PORT TOWNSEND – Many of the owners of the 10,125 properties in the Chimacum School District will look upon their property reassessment statements, which will be mailed Aug. 1, with surprise, and possibly horror.
Since the last assessment of these property values four years ago, many have doubled, tripled, and in some cases increased 10-fold, said Jefferson County Assessor Jack Westerman III.
“This four-year cycle is going to see some remarkable changes in value,” Westerman said.
All property in Jefferson County, and the state, is assessed at 100 percent fair market value, according to state law.

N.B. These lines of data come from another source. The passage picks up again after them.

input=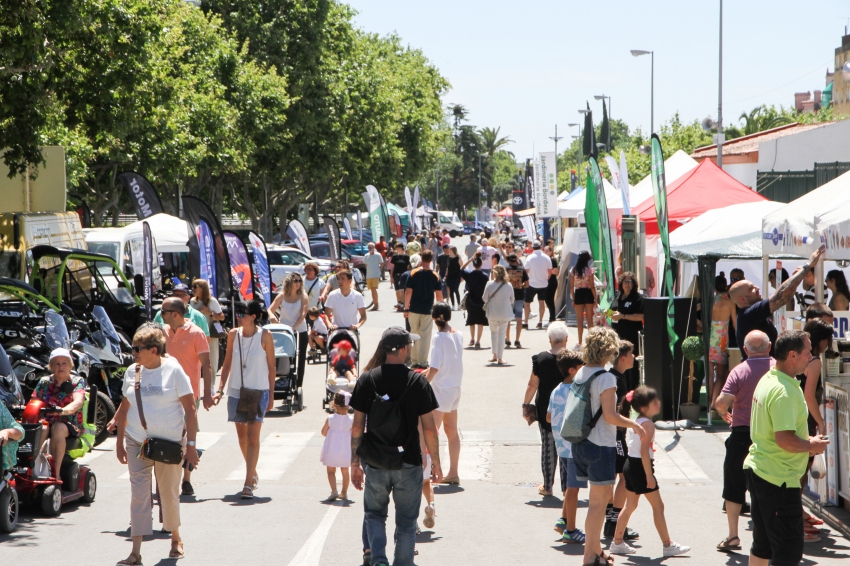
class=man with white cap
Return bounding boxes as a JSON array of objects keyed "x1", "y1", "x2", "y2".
[
  {"x1": 350, "y1": 326, "x2": 443, "y2": 566},
  {"x1": 32, "y1": 348, "x2": 86, "y2": 478}
]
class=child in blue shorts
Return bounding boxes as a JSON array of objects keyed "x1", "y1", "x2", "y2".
[{"x1": 546, "y1": 350, "x2": 587, "y2": 544}]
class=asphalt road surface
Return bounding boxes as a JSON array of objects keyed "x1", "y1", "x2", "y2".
[{"x1": 0, "y1": 238, "x2": 850, "y2": 566}]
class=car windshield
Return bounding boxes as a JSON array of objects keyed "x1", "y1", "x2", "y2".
[{"x1": 44, "y1": 310, "x2": 71, "y2": 350}]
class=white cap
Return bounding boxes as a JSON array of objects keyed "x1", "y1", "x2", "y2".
[{"x1": 47, "y1": 348, "x2": 74, "y2": 365}]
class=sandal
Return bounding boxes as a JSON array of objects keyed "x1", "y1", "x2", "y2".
[{"x1": 717, "y1": 537, "x2": 741, "y2": 552}]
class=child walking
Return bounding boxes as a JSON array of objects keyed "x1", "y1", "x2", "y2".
[
  {"x1": 546, "y1": 350, "x2": 587, "y2": 544},
  {"x1": 608, "y1": 385, "x2": 691, "y2": 557},
  {"x1": 322, "y1": 393, "x2": 354, "y2": 501}
]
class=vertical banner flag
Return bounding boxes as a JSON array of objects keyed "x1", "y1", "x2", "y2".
[
  {"x1": 411, "y1": 185, "x2": 420, "y2": 232},
  {"x1": 322, "y1": 216, "x2": 342, "y2": 262},
  {"x1": 248, "y1": 232, "x2": 272, "y2": 307},
  {"x1": 620, "y1": 150, "x2": 632, "y2": 215},
  {"x1": 118, "y1": 171, "x2": 163, "y2": 220},
  {"x1": 650, "y1": 134, "x2": 679, "y2": 355},
  {"x1": 342, "y1": 216, "x2": 354, "y2": 240},
  {"x1": 195, "y1": 218, "x2": 218, "y2": 297},
  {"x1": 585, "y1": 157, "x2": 616, "y2": 313},
  {"x1": 142, "y1": 222, "x2": 153, "y2": 320},
  {"x1": 224, "y1": 230, "x2": 254, "y2": 301},
  {"x1": 286, "y1": 220, "x2": 313, "y2": 256},
  {"x1": 534, "y1": 151, "x2": 558, "y2": 218}
]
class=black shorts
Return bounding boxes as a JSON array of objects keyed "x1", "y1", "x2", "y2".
[
  {"x1": 525, "y1": 287, "x2": 548, "y2": 303},
  {"x1": 623, "y1": 457, "x2": 658, "y2": 495},
  {"x1": 573, "y1": 288, "x2": 596, "y2": 305},
  {"x1": 723, "y1": 426, "x2": 753, "y2": 505},
  {"x1": 744, "y1": 470, "x2": 803, "y2": 566},
  {"x1": 617, "y1": 427, "x2": 629, "y2": 474}
]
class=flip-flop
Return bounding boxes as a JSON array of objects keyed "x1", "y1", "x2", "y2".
[{"x1": 717, "y1": 537, "x2": 741, "y2": 552}]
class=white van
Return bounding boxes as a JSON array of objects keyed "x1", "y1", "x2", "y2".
[{"x1": 83, "y1": 228, "x2": 162, "y2": 291}]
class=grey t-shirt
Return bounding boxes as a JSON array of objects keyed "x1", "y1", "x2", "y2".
[{"x1": 573, "y1": 366, "x2": 617, "y2": 448}]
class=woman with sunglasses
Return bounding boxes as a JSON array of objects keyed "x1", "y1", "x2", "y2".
[
  {"x1": 213, "y1": 300, "x2": 275, "y2": 499},
  {"x1": 115, "y1": 325, "x2": 199, "y2": 566},
  {"x1": 268, "y1": 273, "x2": 310, "y2": 387},
  {"x1": 189, "y1": 279, "x2": 224, "y2": 380}
]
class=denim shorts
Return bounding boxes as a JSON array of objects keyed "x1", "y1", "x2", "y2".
[
  {"x1": 572, "y1": 440, "x2": 617, "y2": 485},
  {"x1": 514, "y1": 300, "x2": 525, "y2": 318},
  {"x1": 560, "y1": 458, "x2": 587, "y2": 491},
  {"x1": 227, "y1": 389, "x2": 269, "y2": 423}
]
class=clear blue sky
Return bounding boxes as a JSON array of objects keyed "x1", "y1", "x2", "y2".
[{"x1": 348, "y1": 0, "x2": 850, "y2": 159}]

Jefferson County is on a four-year revaluation cycle.
The Chimacum School District that was reassessed this year includes Chimacum, Port Hadlock, Irondale, Port Ludlow, Paradise Bay, Shine, Marrowstone Island and Beaver Valley.
In an interview Tuesday about this year’s revaluations, Westerman peppered his speech with such words as “drastic,” “breathtaking” and “astronomical.”
The biggest increases, he said, were in land values rather than for existing structures.
“Lots in Port Ludlow selling for $80,000 four years ago are selling for $800,000 today,” Westerman said.
Another example of increased land value is a home on 18 acres on Marrowstone Island that assessed in 2003 at $923,250 and is now valued at $2,967,540.
It sold in November 2006 for $3 million.
The home accounts for only $307,540 of that total value. The rest is the land.
One change this year that Westerman has never seen before is the climbing value of condominiums.
In the past, their value had remained constant in value, but this year it has spiked along with everything else.
The owners of a condo in the heart of Port Ludlow assessed in 2003 at $188,715 will receive an assessment statement in August saying that value has jumped to $361,300.
“We’ve never seen doubling of condominiums over a four-year period,” Westerman said.